O frio do lado de fora do barco de retorno era cortante. Segundos era o tempo em que eu podia me dar ao luxo de tirar as luvas e fazer os ajustes na câmara fotográfica antes de começar a congelar a mão. Não tinha nenhum guia a me dizer o nível de atividade. Ou a porcentagem de nuvens no céu. Ou o tempo necessário de exposição à luz da máquina fotográfica. Foram cerca de duas horas em que a aurora apareceu à direita. Ressurgiu à esquerda. Esfumaçou. Girou. Formou espirais. Ficou verde como criptonita. Assim ela abençoou a minha última noite de sono em Tromso. Agora eu podia ir embora.
Bård Løken / Visitnorway.com
Paraíso das atividades de inverno
Tromso também é muito procurada pela diversão na neve
- Skiing ou snowshoeing: esquiar ou, para quem não tem muita habilidade, apenas caminhar na neve, rumo a montanhas locais, usando sapatos especiais.
- Snowmobiling: em uma espécie de moto da neve, turistas podem percorrer paisagens na neve e também ver a aurora boreal, em passeios que combinam pilotar o veículo e esperar pelas luzes
- Dog sledding: passeios pela neve em que o turista sobe em uma espécie de carrinho guiado por huskies. Há também versões com renas.
- Noite em uma tenda sami: agências te levam para passar a noite em lavvus, como são conhecidas as tendas dos samis (lapões), para conhecer um pouco da história do povo nativo da Lapônia.

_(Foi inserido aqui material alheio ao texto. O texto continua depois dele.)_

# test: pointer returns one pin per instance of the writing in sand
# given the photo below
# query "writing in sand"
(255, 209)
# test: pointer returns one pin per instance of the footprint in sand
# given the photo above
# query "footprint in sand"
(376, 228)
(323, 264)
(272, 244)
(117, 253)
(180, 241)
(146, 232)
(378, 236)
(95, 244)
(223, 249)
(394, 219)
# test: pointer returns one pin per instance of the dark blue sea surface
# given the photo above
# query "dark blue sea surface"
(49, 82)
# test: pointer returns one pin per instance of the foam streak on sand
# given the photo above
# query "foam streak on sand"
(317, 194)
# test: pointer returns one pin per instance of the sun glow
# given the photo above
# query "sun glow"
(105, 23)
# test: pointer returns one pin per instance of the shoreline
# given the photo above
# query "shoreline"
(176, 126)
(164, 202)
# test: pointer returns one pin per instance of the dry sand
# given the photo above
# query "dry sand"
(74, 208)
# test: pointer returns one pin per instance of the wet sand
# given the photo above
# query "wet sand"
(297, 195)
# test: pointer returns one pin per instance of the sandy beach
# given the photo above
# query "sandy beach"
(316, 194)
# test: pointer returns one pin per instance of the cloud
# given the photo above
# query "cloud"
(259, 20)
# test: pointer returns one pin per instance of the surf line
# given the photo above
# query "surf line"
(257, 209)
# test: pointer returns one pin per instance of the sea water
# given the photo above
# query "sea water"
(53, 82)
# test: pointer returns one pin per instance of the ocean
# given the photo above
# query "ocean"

Maria Rita Horn / Arquivo Pessoal
Nem tudo é aurora e neve
A cidade também é conhecida por outras atrações culturais e atividades de verão
- Maratona do sol da meia-noite: aqueles que buscam corridas exóticas pelo mundo têm aqui uma boa pedida. Correr à meia-noite, na presença da luz solar, atrai esportistas do mundo todo. Desde 1990, sempre em junho
- Sol que não se põe: mesmo quem não corre procura a cidade para ver o fenômeno do sol que não se põe. Em Tromso, de 20 de maio a 22 de julho, são 24 horas de luz solar
- Polaria: com design inovador, uma espécie de aquário-museu sobre o norte da Noruega e a ilha de Svalbard
- Funicular: o veículo te leva ao topo do Monte Storteinen (a 421 metros de altura). Esteve em manutenção até início de maio
- Catedral do Ártico: igreja de 1965, composta por 11 arcos em forma de triângulo
- Vida noturna: Tromso é conhecida como a cidade com mais pubs per capita do que qualquer outro município norueguês
*O site de informações turísticas da cidade traz uma lista de atividades culturais, gastronômicas e de aventura em Tromso.